全力で走り抜けた20代で集めてきた経験や理解、感情を、一度バラバラにして、ゼロから組みなおしていくために、あえて今の環境に身を置いている。
バラバラにするとき、自分が当たり前にしてきたことができなくなる。
バラバラにされるのは、自分の不安でもあり、自分の自信でもある。
仕事の波に乗って順調にキャリアを進める友人たちを尻目に見て、自分はなんとバカな遠回りをしているんだろう、と半ばあきれたりもする。
バラバラになった自分に、以前のような安定感はない。
やり慣れた方法をすべて放棄して、ゼロから馬鹿みたいに足掻いている。
もしかしたら、自分は何にもならないかもしれない、という漠然とした不安が、暗澹たる雲のように頭の上を覆うとき、叫び返す言葉を持たない。

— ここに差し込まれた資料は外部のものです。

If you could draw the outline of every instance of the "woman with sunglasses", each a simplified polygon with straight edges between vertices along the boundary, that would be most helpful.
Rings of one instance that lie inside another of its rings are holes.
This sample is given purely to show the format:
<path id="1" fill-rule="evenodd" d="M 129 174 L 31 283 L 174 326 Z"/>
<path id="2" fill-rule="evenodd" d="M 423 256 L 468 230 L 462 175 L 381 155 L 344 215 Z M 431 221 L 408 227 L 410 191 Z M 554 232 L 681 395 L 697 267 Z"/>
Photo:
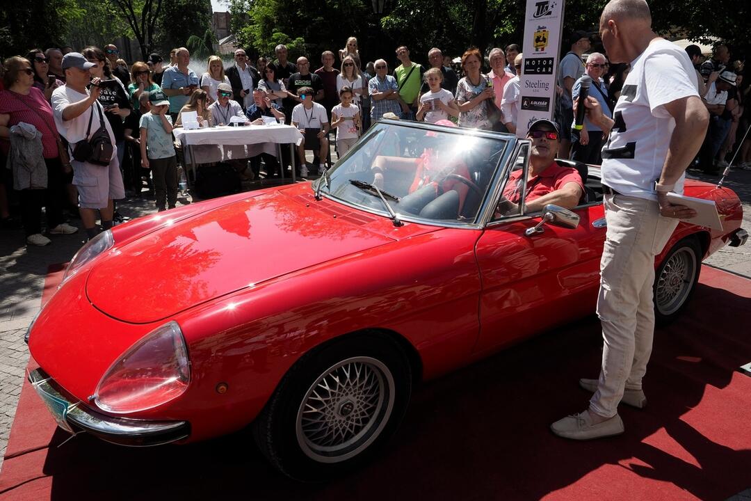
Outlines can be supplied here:
<path id="1" fill-rule="evenodd" d="M 278 106 L 283 112 L 282 101 L 283 98 L 287 97 L 287 87 L 285 86 L 284 82 L 276 79 L 276 65 L 273 62 L 267 63 L 261 74 L 263 76 L 263 80 L 258 82 L 258 89 L 266 92 L 272 104 Z"/>
<path id="2" fill-rule="evenodd" d="M 32 62 L 34 70 L 34 86 L 44 94 L 44 98 L 50 101 L 52 92 L 65 83 L 50 72 L 50 62 L 41 49 L 32 49 L 26 54 L 26 59 Z"/>
<path id="3" fill-rule="evenodd" d="M 367 83 L 363 80 L 357 60 L 352 56 L 345 56 L 336 75 L 336 92 L 341 92 L 342 87 L 349 87 L 352 89 L 352 103 L 359 107 L 362 98 L 368 95 Z"/>
<path id="4" fill-rule="evenodd" d="M 493 80 L 480 72 L 482 68 L 480 51 L 469 49 L 465 52 L 462 56 L 462 68 L 465 76 L 459 80 L 456 95 L 459 104 L 459 125 L 489 131 L 493 125 L 490 111 L 490 106 L 496 107 L 493 104 L 496 93 L 493 90 Z M 488 99 L 491 101 L 486 104 Z"/>
<path id="5" fill-rule="evenodd" d="M 128 95 L 136 111 L 140 110 L 139 99 L 142 92 L 148 94 L 152 90 L 161 90 L 161 87 L 152 81 L 151 75 L 149 65 L 143 61 L 137 61 L 131 66 L 131 83 L 128 86 Z"/>
<path id="6" fill-rule="evenodd" d="M 216 101 L 216 88 L 222 83 L 229 84 L 230 79 L 225 74 L 224 64 L 218 56 L 209 57 L 206 67 L 207 71 L 201 77 L 201 89 L 206 92 L 210 105 Z"/>
<path id="7" fill-rule="evenodd" d="M 354 37 L 347 38 L 347 44 L 343 49 L 339 51 L 339 59 L 343 62 L 348 56 L 360 57 L 360 50 L 357 49 L 357 39 Z"/>
<path id="8" fill-rule="evenodd" d="M 112 74 L 110 62 L 101 49 L 90 46 L 82 50 L 81 54 L 89 62 L 96 65 L 89 72 L 92 77 L 100 79 L 98 85 L 101 92 L 97 101 L 104 109 L 104 116 L 112 127 L 117 146 L 117 160 L 122 166 L 125 154 L 125 128 L 123 121 L 131 114 L 131 101 L 122 82 Z"/>
<path id="9" fill-rule="evenodd" d="M 14 163 L 14 187 L 19 190 L 21 214 L 26 243 L 45 246 L 51 240 L 42 234 L 41 211 L 46 207 L 47 229 L 52 234 L 70 234 L 78 228 L 65 222 L 62 205 L 65 197 L 65 171 L 58 149 L 59 134 L 55 126 L 52 107 L 39 89 L 34 86 L 35 71 L 32 63 L 18 56 L 5 60 L 3 83 L 0 92 L 0 146 L 5 154 L 11 154 L 11 128 L 20 122 L 33 125 L 41 134 L 42 171 L 19 172 L 24 168 Z M 46 171 L 46 172 L 44 172 Z M 44 180 L 38 178 L 41 175 Z"/>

まして、周囲から、素晴らしい環境で、前途浩々だ、などといわれても、同じ世界のものだとは思えない。
一度大馬鹿になってたくさんの失敗をしながら、自分なりに考えを持とうとしてスタンフォードに来たわけで、エリート然としてかっこつけたところで、何にもならない。
この不安は正しい不安だ、そう言い聞かせる。
ただ、愚鈍の極みと知りながら、一つ一つ経験をバラバラにする。
新しい出会いがあり、世界観に触れたり、経験をする。
今すぐに答えを出したい焦りをなだめながら、自分なりにはまりのよい組み上げ方を考える。

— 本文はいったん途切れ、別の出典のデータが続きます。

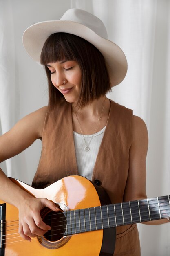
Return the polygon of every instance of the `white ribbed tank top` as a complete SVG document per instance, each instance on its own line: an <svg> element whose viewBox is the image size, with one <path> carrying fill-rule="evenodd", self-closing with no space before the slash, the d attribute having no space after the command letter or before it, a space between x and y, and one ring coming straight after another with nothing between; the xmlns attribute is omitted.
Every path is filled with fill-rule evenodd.
<svg viewBox="0 0 170 256"><path fill-rule="evenodd" d="M101 131L95 133L89 146L90 150L85 150L86 146L82 134L73 131L77 164L79 175L91 180L93 172L106 126ZM88 144L93 135L84 135Z"/></svg>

ひらめきを渇望する気持ちに対して、どっしり構えることができているか?
今までの自分を忘れて、新しく世界を捉えなおそうとできているか?
発想を練り上げるときのカギとなりうる小断片を、積み上げているか?
時間のかかる考え事に、気持ちを向けられているか?
膨大なインプットを自分の中で整理できているか?
思考と情報を単に統合するだけではなく、自分なりの断面から世界を捉えることができているか?
内向的なプロセスを、ペースを守って進めていく。歩みは遅くとも、確実ではないかと、どこか確信めいた感触がある。

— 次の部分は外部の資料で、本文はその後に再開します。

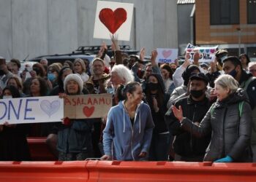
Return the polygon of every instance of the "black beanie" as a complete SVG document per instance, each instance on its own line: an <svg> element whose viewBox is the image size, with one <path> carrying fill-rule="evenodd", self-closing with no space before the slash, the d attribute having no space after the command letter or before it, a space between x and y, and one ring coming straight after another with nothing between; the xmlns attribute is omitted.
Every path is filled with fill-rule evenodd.
<svg viewBox="0 0 256 182"><path fill-rule="evenodd" d="M182 74L182 78L184 80L184 84L185 86L187 86L189 82L189 78L191 76L191 74L195 71L195 70L198 70L199 73L200 73L199 67L196 65L189 65L186 70L183 72Z"/></svg>

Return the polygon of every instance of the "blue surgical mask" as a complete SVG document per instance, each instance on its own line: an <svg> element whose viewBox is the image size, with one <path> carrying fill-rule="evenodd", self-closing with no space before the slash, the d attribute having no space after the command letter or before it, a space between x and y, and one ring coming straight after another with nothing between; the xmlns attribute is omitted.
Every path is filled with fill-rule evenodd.
<svg viewBox="0 0 256 182"><path fill-rule="evenodd" d="M50 81L53 82L56 78L56 75L53 74L47 74L47 78Z"/></svg>
<svg viewBox="0 0 256 182"><path fill-rule="evenodd" d="M228 74L232 76L233 78L235 78L237 74L237 72L235 69L233 69Z"/></svg>
<svg viewBox="0 0 256 182"><path fill-rule="evenodd" d="M12 98L12 95L3 95L3 99L4 98Z"/></svg>
<svg viewBox="0 0 256 182"><path fill-rule="evenodd" d="M114 89L113 87L108 87L107 89L107 93L113 93L114 92Z"/></svg>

この前まで自分が生きがいにしていたスタートアップの世界は、毎日が戦場だった。
難問や難局が毎日のようにやってきて、退屈することがない。
そして、本当に自分の実力がどれほどのものか、覚悟の深さはいかほどか、成功への執念はあるかが、問われていく厳しい世界だ。
だからこそ、生き抜く中で感じたこと、得るものは、絶対的な確信につながる。
「よいことをしたい」という気持ちではなく、「何が善なのか」という明確な価値基準が、強制的に生まれる。
その基準、世界を測り、人を見つめる尺度をもってして、自由な発想をぶつけた時に、何が生まれるのか、ということに僕は興味を持っている。
その実験がしたくて、わざわざ今の環境までやってきたのだ。
だから、僕が大馬鹿になって、ゼロから考え事をして、みっともない失敗をしているのは、普通の挑戦とは重さが違うはずだ。
昔の仲間たちをあっと驚かせるアイデアは何か、自分にしかできない意味のある仕事は何か、自分は何のために生きるのか、極限まで突き詰めるための出発点に立っているのだと思う。
だからこそ、勇気をもって振り抜きたい。